30Based on the evidence and submissions before me, I find that the applicant has not met her burden of proving on a balance of probabilities that the physiotherapy treatment plans in dispute are reasonable and necessary as a result of the accident.
AWARD
31The Tribunal may grant an award under section 10 of Ontario Regulation 664 where it finds the respondent has unreasonably withheld or delayed the payment of a benefit. The applicant submits she is entitled to a special award in an amount equal to 50% of the IRB amount owing. As the applicant has not demonstrated entitlement to benefits and no benefits are overdue, I find there is no basis upon which to consider an award in this matter.
INTEREST
32As there are no benefits payable, the applicant is not entitled to interest pursuant to section 51 of the Schedule.
CONCLUSION AND ORDER
33For the reasons outlined above I find that the applicant is not entitled to the following:
a. an IRB in the weekly amount of $400.00; b. medical benefits for physiotherapy treatment in the amounts of $157.94 and $937.07; c. a section 10 award; or d. interest pursuant to section 51 of the Schedule.

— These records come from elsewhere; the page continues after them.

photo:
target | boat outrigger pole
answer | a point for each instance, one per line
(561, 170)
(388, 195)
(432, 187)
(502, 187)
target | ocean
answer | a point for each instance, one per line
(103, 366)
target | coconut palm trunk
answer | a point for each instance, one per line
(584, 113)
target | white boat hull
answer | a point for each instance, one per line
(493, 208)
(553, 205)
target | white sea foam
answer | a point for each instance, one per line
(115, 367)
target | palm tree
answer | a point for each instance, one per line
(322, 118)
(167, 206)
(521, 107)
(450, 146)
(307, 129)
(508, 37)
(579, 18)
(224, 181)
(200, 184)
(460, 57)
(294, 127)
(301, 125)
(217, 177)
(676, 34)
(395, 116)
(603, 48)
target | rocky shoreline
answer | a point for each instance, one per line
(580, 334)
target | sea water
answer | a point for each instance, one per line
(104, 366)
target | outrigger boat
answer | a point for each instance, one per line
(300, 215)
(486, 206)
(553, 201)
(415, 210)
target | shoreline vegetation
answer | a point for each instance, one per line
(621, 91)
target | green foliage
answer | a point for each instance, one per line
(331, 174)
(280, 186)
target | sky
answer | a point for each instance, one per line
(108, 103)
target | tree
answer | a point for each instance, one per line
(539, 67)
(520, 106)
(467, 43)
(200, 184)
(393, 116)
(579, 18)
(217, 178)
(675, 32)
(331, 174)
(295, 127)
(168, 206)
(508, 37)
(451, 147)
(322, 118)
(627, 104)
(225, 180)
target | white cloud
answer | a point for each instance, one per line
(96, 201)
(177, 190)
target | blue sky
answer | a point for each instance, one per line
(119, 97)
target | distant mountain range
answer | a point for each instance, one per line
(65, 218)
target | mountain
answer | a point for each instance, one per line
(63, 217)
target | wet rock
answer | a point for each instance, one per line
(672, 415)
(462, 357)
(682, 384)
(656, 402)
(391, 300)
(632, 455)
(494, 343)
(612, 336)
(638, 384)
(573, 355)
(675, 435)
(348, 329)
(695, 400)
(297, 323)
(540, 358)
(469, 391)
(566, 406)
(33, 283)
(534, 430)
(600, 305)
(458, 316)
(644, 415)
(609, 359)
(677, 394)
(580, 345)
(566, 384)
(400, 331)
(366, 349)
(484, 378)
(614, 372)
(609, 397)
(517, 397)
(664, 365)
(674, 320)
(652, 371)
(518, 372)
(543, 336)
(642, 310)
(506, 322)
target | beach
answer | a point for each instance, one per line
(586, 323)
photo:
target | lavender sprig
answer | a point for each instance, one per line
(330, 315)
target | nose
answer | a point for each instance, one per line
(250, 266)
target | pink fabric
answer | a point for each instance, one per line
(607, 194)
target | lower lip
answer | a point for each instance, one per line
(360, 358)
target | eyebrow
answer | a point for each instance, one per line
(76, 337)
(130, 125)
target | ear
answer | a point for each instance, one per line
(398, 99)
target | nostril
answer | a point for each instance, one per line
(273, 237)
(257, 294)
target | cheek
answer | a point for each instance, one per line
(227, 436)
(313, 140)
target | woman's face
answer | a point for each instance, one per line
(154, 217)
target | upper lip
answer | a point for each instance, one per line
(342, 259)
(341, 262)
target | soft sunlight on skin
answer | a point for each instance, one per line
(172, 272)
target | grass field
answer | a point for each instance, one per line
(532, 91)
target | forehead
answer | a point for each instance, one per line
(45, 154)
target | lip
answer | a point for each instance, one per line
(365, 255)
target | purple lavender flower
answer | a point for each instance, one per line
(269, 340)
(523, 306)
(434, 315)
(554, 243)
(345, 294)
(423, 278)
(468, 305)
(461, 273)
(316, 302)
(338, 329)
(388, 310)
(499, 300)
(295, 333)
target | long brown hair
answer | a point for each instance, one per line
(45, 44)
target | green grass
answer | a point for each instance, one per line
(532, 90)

34This application is dismissed.
Released: January 16, 2023
E. Louise Logan
Vice-Chair
Footnotes
- O. Reg. 34/10.
- OCF-3 dated August 29, 2018, Tab 1 of the Applicant's Submissions.
- September 7, 2018 letter from the respondent to the applicant, Tab 3 of the Applicant's Submissions.
- October 2, 2018 letter from the respondent to the applicant, Tab 10 of the Respondent's Submissions.
- Paystubs for the period April 20, 2018 to November 2, 2018, Tab 6 of the Applicant's Submissions.
- October 22, 2019 employment termination letter, Tab 2 of the Respondent Written Hearing Brief.
- IE Report of Dr. Jay J. McGrory dated September 5, 2019, Tab 10 of the Applicant's Submissions.
- IE Report of Dr. Anna Czok, dated September 5, 2019, Tab 18 of the Respondent's Written Hearing Brief.
- See: 17-002689 and Aviva Insurance, 2018 CanLII 2311 at para. 15.